Multiple-source backup tool: backup files|MySQL|LDAP|PostgresSQL to git|rsync|duplicity|tar archives
Project description
Polyarchiv
==========
Backup data from multiple local sources (organized in local repositories) and send them to one or more remote repositories.
/--------------------------\
local repository 1: git ________\__ | remote repository 1: git |
/------------------------\ / / | data of local 1 |
| source 1: files |---->---/ \--------------------------/
| source 2: mysql |
| source 3: mysql |---->---\
\------------------------/ \________\___ /----------------------------\
/ | remote repository 2: files |
| data of local 1 |
local repository 2: files ________\___ | data of local 2 |
/------------------------\ / / \----------------------------/
| source 1: files |---->---/
| source 2: mysql |
\------------------------/
Configuration is based on simple `.ini` files:
* `my-local-repo.local` defines a local repository named `my-local-repo`,
* `my-remote-repo.remote` defines a remote repository named `my-remote-repo`.
Each local repository defines one or more data sources, all of them being defined in the `my-local-repo.local` file:
* directory with files,
* MySQL or PostgreSQL database to dump,
* OpenLDAP database to dump.
There are several kinds of local repositories:
* raw files,
* local git repository: after each backup, files that have been gathered from the different sources are added and locally commited.
There are also several kinds of remote repositories:
* gitrepository (requires a local git repository): after the backup, local commits are pushed to this remote git repository,
* rsync: after the backup, all files are synchronized to the remote repository,
* tararchive: after the backup, all files are archived in a single .tar.gz archive and sent to the remote repo (via ftp, scp, http, smb, or a basic cp),
* duplicity: after the backup, all files are encrypted and sent to the remote repository.
Each repository (either local or remote) is associated to a backup frequency.
If a given repository has a daily backup frequency but you execute Polyarchiv twice a day, only the first backup will be executed.
Installation
------------
The simplest way is to use `pip`:
$ pip install polyarchiv
You can also install it from the source:
$ git clone https://github.com/d9pouces/PolyArchiv.git
$ cd PolyArchiv
$ python setup.py install
If you do not want to globally install it, you can use the `--user` option.
Some commands are available:
display the current configuration, local and remote repositories, sources and backup status
$ polyarchiv config [-C /my/config/dir] [--verbose]
backup data.
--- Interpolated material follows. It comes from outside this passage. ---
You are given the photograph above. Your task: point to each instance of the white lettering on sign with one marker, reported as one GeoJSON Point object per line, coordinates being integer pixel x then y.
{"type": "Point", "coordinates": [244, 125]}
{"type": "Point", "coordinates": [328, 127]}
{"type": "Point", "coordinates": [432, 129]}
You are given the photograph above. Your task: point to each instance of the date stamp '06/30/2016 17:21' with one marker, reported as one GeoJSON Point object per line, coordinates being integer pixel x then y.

If you set a frequency, repositories that are not out-of-date are not run (unless you specified `--force`)
$ polyarchiv backup [-C /my/config/dir] [--force]
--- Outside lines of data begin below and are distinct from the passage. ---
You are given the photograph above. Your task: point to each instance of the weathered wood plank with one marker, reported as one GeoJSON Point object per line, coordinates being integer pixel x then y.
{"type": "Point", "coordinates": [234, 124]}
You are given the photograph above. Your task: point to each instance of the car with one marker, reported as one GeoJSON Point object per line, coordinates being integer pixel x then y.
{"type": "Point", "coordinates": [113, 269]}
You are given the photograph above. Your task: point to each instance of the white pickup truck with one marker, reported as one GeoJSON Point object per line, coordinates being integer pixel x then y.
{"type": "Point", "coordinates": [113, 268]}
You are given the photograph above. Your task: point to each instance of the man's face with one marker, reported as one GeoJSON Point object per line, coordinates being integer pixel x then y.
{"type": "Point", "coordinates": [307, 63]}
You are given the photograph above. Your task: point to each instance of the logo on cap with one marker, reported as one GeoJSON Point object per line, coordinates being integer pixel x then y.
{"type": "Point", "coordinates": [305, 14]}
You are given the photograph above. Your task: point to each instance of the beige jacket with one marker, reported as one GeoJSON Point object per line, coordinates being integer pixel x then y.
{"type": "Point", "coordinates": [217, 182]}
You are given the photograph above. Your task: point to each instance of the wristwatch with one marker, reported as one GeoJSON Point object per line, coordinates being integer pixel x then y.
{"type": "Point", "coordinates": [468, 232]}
display all available engines (and their options if you specified `--verbose`)
$ polyarchiv plugins [--verbose]
You can also generate a Debian/Ubuntu package with:
sudo apt-get install python-stdeb
python setup.py --command-packages=stdeb.command bdist_deb
Next steps
----------
* run `polyarchiv plugins -v` to check available sources and repositories
* create config files for your local repositories (you should organize all your backups in several local repository, maybe one per service)
* create config files for your remote servers (one config file per server)
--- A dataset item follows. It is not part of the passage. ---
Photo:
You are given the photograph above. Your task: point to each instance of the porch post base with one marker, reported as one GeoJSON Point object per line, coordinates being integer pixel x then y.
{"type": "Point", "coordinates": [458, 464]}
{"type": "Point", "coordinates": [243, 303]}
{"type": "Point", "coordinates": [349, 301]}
* run `polyarchiv config -v` to check your configuration
* run `polyarchiv backup --dry --show-commands --force` to check the executed script
* run `polyarchiv backup` in a cron :-)
Configuration
-------------
The default configuration directory is `/etc/polyarchiv` unless you installed it in a virtualenv,
(then its default config dir is `$VIRTUALENV/etc/polyarchiv`).
Otherwise, you can specify another config dir with `polyarchiv -C /my/config/dir`.
This directory should contain configuration files for local repositories
(like `my-local.local`) as well as remote repositories (like `my-remote.remote`).
Here is an example of local repository, gathering data from three sources:
* PostgresSQL database
* MySQL database
* a directory
Its name must end by `.local`.
The `[repository]` section defines options for the local repository (the engine that powers the local backup, the frequency, …), and other sections define the three sources:
$ cat /etc/polyarchiv/my-local.local
[repository]
engine=git
local_path=/tmp/local
local_tags=local
included_remote_tags=*
excluded_remote_tags=
frequency=daily
[source_1]
engine=postgressql
host=localhost
port=5432
user=test
password=testtest
database=testdb
destination_path=./postgres.sql
[source_2]
engine=mysql
host=localhost
port=3306
user=test
password=testtest
database=testdb
destination_path=./mysql.sql
[source_3]
engine=rsync
source_path=/tmp/source/files
destination_path=./files
The kind of repository (either local or remote) and of each source is defined by the `engine` option.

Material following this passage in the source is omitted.